Cenamos en la terraza del Villa Ambassador, un lujoso restaurante que ocupaba lo que antes había sido una embajada. Al ser hija del hombre que me contrataba, me sentí en la obligación de contar a Elsa todos los detalles de lo que había sucedido desde mi llegada a Tirana, incluyendo el asesinato del recepcionista y el asunto de la caja.
Ella me escuchaba con atención mientras daba pequeños sorbos a una copa de vino tinto. Además del modelito ceñido, se había soltado el pelo y llevaba los ojos pintados, lo que le daba un aire muy latino.
—Tú también podrías ser griega —le comenté tras hablarle de Spiro y su asistente, quien aún debía de estar esperándome en la oficina.
—O iliria —respondió Elsa tomando aquel comentario como un cumplido—. Los albaneses proceden de esa etnia, que es anterior a los griegos. Si visitas el museo, verás grabados con doncellas que se parecen a mí.
—¿Cómo lo sabes? —pregunté extrañado—. Acabas de llegar.
—He hecho los deberes antes de venir. Soy curiosa por naturaleza.
—Entonces ya debes de haber mirado la caja —dije mientras comprobaba discretamente que los billetes con la nota y las cartas seguían en el bolsillo interior de mi americana.
—Ni la he mirado, porque supuse que estaba vacía. No te creo tan tonto para salir del hotel dejando eso allí —comentó jugando con un tirabuzón de su pelo.
—Supones bien. En todo caso, las cartas que me ha mandado Kynops tienen sólo un valor simbólico —expliqué mientras desplegaba los cuatro arcanos sobre el mantel—. No entiendo qué quiere transmitirme.
—Haz el favor de hablar en plural. Ahora estamos juntos en esto. Puedes quedarte con el dinero, pero quiero acompañarte a donde vayas.
—¿Has venido a vigilarme? —protesté.
En lugar de contestar, se dedicó a estudiar las cartas con gran atención. En primer lugar estaba El Ermitaño, luego La Torre partida por el rayo, El Diablo y El Loco. Elsa posó el dedo índice sobre la figura del anciano envuelto en una túnica con el fanal, como si quisiera tomar contacto con la esencia secreta de la carta.
—Yo creo que el Ermitaño es mi padre: un hombre huraño y solitario que va iluminando el pasado.
—Sigue.
—El Diablo es el mismo Kynops, que nos atrae hacia él.
—Y deduzco que yo soy el loco —dije mientras troceaba una escalopa con salsa de yogur—, por aceptar una misión comandada por el diablo.
Elsa apoyó sus dedos largos y blancos sobre el arcano número cero, que mostraba un muchacho al borde de un precipicio con una flor blanca en la mano. A su lado, un perro blanco se alzaba con alegría, a riesgo también de acabar en el fondo del barranco.

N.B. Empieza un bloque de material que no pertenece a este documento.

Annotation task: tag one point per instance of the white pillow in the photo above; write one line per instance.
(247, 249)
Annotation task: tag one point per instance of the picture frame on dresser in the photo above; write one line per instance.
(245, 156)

—¿Y qué me dices de la Torre partida por el Rayo? Espero que no sea el oráculo de lo que nos espera.
Entendí que era una carta de mal augurio, ya que en ella se veía una torre alcanzada por un relámpago de la que caían dos figuras humanas.
Tal vez porque no sabía qué decir, Elsa dio por terminada la interpretación de las cartas pidiendo la nota al camarero. Luego cambió el tono entre lúdico y seductor por otro repentinamente serio:
—Creo que deberíamos ir a ver a Spiro. Si tiene algo importante que decirnos, tal vez estemos perdiendo un tiempo precioso.
Mientras nos dirigíamos en taxi a la dirección que me había dado Cora, hubo un nuevo corte de electricidad, por lo que nuestra llegada a Spiro Export fue más siniestra aún de lo esperado.
Tras pagar ochocientos lëkë, el taxista nos dejó frente a un callejón en algún lugar del Blloku. Al final del mismo había una estrecha torre de oficinas que se parecía curiosamente a la del arcano. En medio del apagón, había una débil luz en la ventana superior, lo que me hizo suponer que Spiro era de los afortunados que disponía de un generador eléctrico.